The regiment's battle honours were as follows:

  • Early Wars: Peninsular, Balaklava, Sevastopol, Tel-el-Kebir, Egypt 1882
  • The Great War: Mons, Le Cateau, Retreat from Mons, Marne 1914, Aisne 1914, La Bassée 1914, Messines 1914, Armentières 1914, Ypres 1914 '15, St. Julien, Frezenberg, Bellewaarde, Somme 1916 '18, Flers-Courcelette, Arras 1917, Scarpe 1917, Cambrai 1917 '18, St. Quentin, Rosières, Amiens, Albert 1918, Hindenburg Line, Pursuit to Mons, France and Flanders 1914-18
  • Colonels

    The colonels of the regiment were as follows:

  • 1685-1688 James, Earl of Arran later Duke of Hamilton. app. 28 July 1685 —The Earl of Arran’s Horse
  • 1688-1688 Charles, Earl of Selkirk. app. 20 November 1688 —The Earl of Selkirk’s Horse
  • 1688-1693 Charles Godfrey. app. 31 December 1688
  • 1693-1713 Francis Langstone. app. 7 March 1693 —Langton’s Horse
  • 1713-1715 George Joceline. app. 29 October 1713 —Jocelyn’s Horse
  • 1715-1729 Sherrington Davenport. app. 9 February 1715 —Davenport’s Horse (also The Prince of Wales’s Own Regiment of Horse)
  • 1729-1732 Owen Wynne. app. 6 July 1729 —Wynne’s Horse
  • 1732-1739 Thomas Pearce. app. 29 September 1732 —Pearce’s Horse
  • 1739-1743 James, Lord Tyrawley. app. 26 August 1739 —Trawley’s Horse
  • 1743-1762 John Brown. app. 1 April 1743 —John Brown’s Horse
  • On 1 July 1751 a royal warrant provided that in future regiments would not be known by their colonels' names, but by their "number or rank".

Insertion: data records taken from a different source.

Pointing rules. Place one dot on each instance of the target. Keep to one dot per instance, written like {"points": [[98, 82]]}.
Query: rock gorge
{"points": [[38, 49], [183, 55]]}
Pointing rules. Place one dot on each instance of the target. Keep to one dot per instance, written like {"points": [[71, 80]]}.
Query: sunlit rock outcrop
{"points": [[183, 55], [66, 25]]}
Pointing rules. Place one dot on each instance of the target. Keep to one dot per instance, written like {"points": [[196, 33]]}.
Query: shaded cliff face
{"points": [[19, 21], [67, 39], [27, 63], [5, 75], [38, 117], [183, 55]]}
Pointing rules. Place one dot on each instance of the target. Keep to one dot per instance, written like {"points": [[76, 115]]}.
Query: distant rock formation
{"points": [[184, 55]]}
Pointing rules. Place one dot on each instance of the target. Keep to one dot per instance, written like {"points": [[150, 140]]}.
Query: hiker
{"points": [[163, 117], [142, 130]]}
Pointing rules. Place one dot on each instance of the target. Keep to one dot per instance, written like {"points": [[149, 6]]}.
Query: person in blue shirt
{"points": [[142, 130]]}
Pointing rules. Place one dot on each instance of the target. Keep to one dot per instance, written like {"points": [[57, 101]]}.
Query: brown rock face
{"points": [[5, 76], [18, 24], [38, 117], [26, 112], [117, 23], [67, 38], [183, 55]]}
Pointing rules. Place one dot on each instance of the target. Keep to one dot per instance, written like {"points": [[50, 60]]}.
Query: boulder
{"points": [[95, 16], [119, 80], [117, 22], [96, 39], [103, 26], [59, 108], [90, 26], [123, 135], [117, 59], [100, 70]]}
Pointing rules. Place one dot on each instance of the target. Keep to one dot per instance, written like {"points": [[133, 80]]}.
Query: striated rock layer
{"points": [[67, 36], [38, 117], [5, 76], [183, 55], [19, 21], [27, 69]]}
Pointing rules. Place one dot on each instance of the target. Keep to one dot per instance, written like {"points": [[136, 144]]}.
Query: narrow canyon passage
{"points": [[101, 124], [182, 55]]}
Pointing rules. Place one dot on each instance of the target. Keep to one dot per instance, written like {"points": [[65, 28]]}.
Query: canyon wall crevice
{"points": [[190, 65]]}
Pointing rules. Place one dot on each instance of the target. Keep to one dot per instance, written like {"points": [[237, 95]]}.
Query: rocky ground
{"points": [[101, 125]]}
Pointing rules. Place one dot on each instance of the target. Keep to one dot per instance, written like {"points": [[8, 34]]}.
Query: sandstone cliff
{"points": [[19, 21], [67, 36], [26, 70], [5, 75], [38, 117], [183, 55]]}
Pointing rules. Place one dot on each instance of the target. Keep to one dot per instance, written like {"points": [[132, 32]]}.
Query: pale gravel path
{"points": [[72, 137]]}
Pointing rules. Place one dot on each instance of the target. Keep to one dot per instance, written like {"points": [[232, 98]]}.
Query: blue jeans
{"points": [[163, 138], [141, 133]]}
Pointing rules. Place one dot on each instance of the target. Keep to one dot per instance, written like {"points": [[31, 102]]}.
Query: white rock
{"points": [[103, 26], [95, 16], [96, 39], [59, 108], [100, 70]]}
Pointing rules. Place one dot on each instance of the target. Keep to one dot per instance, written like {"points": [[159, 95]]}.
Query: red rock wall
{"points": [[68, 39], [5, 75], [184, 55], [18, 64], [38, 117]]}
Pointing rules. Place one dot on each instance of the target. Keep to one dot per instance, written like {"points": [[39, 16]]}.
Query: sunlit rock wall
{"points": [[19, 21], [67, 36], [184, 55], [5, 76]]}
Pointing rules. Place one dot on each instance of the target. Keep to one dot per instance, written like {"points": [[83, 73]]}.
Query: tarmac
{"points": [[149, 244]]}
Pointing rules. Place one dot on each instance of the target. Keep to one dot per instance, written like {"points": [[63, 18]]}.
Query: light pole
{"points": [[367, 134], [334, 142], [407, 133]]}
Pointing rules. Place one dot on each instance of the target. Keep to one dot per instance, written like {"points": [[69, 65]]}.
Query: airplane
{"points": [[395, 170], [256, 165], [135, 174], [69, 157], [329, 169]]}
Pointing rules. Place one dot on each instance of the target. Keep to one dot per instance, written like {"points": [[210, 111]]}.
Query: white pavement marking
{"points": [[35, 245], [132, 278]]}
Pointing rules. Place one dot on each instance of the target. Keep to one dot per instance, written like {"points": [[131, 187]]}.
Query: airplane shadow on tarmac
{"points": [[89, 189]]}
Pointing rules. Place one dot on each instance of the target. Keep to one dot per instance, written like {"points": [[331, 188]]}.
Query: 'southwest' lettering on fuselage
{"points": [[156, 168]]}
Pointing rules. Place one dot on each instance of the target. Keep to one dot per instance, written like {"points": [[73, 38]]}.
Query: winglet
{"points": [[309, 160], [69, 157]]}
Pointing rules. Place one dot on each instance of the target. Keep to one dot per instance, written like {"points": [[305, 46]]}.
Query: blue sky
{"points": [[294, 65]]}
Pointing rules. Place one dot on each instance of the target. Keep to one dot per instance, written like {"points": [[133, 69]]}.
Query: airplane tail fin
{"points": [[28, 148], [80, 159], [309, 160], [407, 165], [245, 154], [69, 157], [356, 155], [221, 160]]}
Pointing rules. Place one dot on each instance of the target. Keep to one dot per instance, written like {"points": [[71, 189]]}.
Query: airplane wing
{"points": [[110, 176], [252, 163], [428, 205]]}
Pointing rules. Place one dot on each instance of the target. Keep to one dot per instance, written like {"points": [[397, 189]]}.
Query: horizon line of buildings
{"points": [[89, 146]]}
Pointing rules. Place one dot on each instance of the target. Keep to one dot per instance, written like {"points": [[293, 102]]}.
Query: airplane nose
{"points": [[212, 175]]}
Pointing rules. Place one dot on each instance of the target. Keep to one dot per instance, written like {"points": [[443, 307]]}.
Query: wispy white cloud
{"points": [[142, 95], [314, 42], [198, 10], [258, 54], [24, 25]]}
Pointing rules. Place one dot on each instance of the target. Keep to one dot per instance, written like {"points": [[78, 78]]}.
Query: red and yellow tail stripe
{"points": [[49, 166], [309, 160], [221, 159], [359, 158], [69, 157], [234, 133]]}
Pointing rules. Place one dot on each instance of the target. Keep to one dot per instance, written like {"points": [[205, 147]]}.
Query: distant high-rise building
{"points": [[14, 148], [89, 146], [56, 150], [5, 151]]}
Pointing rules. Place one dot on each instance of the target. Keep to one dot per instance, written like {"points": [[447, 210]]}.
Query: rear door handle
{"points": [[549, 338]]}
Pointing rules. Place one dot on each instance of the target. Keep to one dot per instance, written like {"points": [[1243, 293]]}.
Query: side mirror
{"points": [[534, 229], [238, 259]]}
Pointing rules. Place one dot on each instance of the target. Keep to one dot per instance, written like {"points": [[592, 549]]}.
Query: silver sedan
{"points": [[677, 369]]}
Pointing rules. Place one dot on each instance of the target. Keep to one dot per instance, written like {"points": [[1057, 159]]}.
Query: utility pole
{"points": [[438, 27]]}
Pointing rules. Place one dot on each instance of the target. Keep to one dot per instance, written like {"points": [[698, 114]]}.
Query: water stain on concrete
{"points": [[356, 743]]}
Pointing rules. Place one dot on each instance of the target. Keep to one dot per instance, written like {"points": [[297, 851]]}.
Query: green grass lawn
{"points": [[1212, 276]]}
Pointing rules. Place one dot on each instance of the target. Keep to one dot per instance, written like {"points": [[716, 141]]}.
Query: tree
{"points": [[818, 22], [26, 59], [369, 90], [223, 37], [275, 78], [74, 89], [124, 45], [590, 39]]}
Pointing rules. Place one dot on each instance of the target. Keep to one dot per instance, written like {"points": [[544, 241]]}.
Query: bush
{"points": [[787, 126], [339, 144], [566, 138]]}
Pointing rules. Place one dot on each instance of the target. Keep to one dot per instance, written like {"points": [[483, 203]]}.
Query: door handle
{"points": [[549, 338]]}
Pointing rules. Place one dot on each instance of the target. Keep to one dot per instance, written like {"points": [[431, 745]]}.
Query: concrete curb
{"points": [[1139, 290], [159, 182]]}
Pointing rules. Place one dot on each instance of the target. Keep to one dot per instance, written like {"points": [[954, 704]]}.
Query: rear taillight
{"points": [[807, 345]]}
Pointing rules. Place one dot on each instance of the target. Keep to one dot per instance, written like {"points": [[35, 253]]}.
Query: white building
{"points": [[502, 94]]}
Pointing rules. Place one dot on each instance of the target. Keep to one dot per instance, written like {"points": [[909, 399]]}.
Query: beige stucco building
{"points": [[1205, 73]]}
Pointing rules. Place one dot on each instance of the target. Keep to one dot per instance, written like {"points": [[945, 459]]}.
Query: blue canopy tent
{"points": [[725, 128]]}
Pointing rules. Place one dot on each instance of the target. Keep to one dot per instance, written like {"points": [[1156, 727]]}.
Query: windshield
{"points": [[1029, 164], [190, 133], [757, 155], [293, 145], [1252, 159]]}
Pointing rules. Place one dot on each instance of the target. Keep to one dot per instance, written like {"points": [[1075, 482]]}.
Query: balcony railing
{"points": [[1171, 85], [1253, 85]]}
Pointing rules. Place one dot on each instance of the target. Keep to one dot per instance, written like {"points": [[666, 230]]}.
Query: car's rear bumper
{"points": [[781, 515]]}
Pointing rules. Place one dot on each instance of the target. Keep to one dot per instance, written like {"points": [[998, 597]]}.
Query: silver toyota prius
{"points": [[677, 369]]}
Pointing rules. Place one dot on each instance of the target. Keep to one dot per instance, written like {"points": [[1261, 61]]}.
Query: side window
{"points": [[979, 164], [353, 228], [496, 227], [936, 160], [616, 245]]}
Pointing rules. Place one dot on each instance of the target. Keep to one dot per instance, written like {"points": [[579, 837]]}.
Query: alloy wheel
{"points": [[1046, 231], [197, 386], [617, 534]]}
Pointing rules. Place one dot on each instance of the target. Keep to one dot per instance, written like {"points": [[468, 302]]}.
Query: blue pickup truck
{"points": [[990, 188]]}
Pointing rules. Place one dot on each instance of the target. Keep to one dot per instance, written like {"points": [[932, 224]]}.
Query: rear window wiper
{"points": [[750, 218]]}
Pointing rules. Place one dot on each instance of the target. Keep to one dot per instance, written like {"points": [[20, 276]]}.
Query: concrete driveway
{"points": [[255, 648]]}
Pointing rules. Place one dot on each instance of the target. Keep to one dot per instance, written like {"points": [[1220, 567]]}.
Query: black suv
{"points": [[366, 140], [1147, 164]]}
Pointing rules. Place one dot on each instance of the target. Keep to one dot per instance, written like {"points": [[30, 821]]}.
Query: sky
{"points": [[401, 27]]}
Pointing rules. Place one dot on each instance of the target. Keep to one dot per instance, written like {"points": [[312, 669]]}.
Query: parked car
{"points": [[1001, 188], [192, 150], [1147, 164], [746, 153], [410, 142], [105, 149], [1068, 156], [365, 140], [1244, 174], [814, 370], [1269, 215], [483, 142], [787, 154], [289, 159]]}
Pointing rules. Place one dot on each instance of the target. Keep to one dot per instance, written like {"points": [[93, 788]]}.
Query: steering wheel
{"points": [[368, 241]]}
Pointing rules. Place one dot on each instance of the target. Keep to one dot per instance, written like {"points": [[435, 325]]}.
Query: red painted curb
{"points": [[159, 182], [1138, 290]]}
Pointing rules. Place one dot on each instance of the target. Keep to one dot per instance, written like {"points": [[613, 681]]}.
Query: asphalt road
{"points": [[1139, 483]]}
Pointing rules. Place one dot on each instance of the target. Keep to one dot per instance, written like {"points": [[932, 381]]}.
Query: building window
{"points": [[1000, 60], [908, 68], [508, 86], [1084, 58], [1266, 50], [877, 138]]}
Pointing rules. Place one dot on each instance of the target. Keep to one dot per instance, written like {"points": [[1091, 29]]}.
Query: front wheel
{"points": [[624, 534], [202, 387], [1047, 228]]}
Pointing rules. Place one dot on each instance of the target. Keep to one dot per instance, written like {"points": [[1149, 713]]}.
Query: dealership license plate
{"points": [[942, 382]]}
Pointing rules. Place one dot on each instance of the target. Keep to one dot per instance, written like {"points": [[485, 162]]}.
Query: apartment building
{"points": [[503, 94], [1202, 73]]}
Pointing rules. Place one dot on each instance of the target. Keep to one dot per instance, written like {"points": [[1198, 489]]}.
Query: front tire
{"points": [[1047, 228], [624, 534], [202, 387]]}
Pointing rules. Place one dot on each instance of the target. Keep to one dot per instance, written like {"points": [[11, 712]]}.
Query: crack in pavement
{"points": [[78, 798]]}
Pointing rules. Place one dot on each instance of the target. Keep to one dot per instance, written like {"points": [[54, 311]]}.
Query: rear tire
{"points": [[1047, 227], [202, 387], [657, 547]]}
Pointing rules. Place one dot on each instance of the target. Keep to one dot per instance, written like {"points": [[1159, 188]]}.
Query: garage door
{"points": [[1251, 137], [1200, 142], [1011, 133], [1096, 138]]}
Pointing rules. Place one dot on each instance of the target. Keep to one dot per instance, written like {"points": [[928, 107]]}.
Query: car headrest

  • 1762-1775 James Johnston (Johnston of the Blues). app. 3 August 1762
  • 1775-1778 James Johnston (Irish Johnston). app. 27 April 1775
  • 1778-1803 George Warde. app. 1 April 1778
  • 1803–1814 Lt-Gen. Miles Staveley
  • 1814–1827 Gen. Sir Henry Fane, GCB
  • 1827–1849 Gen. Sir George Anson, GCB
  • 1849–1868 Gen. Richard Pigot
  • 1868–1874 Gen. Sir James Charles Chatterton, 3rd Baronet, GCB, KH
  • 1874–1894 Gen. Sir Edward Cooper Hodge, GCB
  • 1894–1896 Lt-Gen. William Godfrey Dunham Massy, CB
  • 1896–1908 Lt-Gen. Sir Henry Clement Wilkinson, KCB
  • 1908–1922 Lt-Gen. Sir Edward Cecil Bethune, KCB, CVO
  • In 1922 the regiment was amalgamated with the 7th Dragoon Guards (Princess Royal's) to form the 4th/7th Royal Dragoon Guards.